The Pikes Peak area’s rugged Front Range vista is about to get a stark new addition this summer in the form of a hikeable installation courtesy of the light artist James Turrell.
Turrell’s latest Skyspace has been given an updated opening date in June as part of the Green Box Arts Festival in the town of Green Mountain Falls ninety minutes south of Denver.
Aimed at attracting visitors interested in “rediscovering the importance of a tranquil unplugged existence,” the annual festival began as a week-long dance residency and has since blossomed into an educational resource with year-round programming for a community actively seeking to bolster cultural tourism with the infusion of a little blue-chip art.
Turrell describes each space as a “specifically proportioned chamber with an aperture in the ceiling open to the sky,” and that Skyspaces “can be autonomous structures or integrated into existing architecture” with apertures that are either round, ovular, or square. Previous installations at the Moody Center and Mass MoCA have been critical successes and engendered the type of high-profile arts pilgrimages festival co-founders Larry Keigwin and Christian Keesee are hopeful to repeat.
The unique Green Box version will then stand at a 7,800-foot Rocky Mountain foothill elevation with an 18-foot-tall structure crosseted on a butte that overlooks the scenic Gazebo Lake. Viewers will trek through the immersive light and sound experience underneath a retractable roof that allows for a temporal and weather-adjusted creative observatory.

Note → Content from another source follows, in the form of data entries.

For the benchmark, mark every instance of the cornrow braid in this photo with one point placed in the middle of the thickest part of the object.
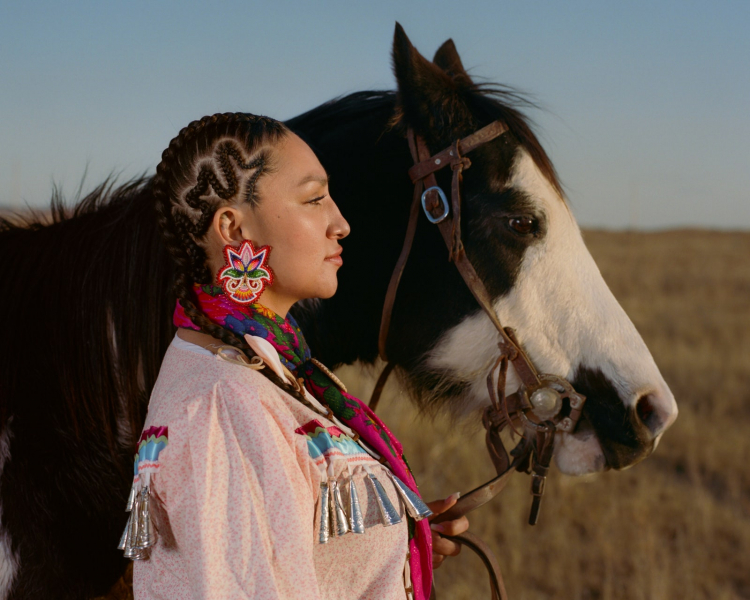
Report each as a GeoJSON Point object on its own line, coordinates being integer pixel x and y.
{"type": "Point", "coordinates": [185, 203]}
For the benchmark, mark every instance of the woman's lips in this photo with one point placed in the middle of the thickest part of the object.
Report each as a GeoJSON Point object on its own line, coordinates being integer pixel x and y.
{"type": "Point", "coordinates": [335, 258]}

Construction on the Colorado project will entail some mountainside installation of up to 1.2 million pounds of concrete and 100,000 pounds of steel in a series of six concrete pours of which five have been completed. The artist eventually plans to install a total of 85 Skyspaces worldwide and has completed more than 79 to date with just a few more to come.
A spokesperson for the festival said the final result will be “an unforgettable gift to all who make this journey.” Festivities will kick off on June 18th with an event featuring local poet laureate Ashley Cornelius and additional public art from Yaacov Agam and Michael Krondl. More information about attending this year’s festival can be found here. Archinect will publish images of the completed installation as soon as they are made available.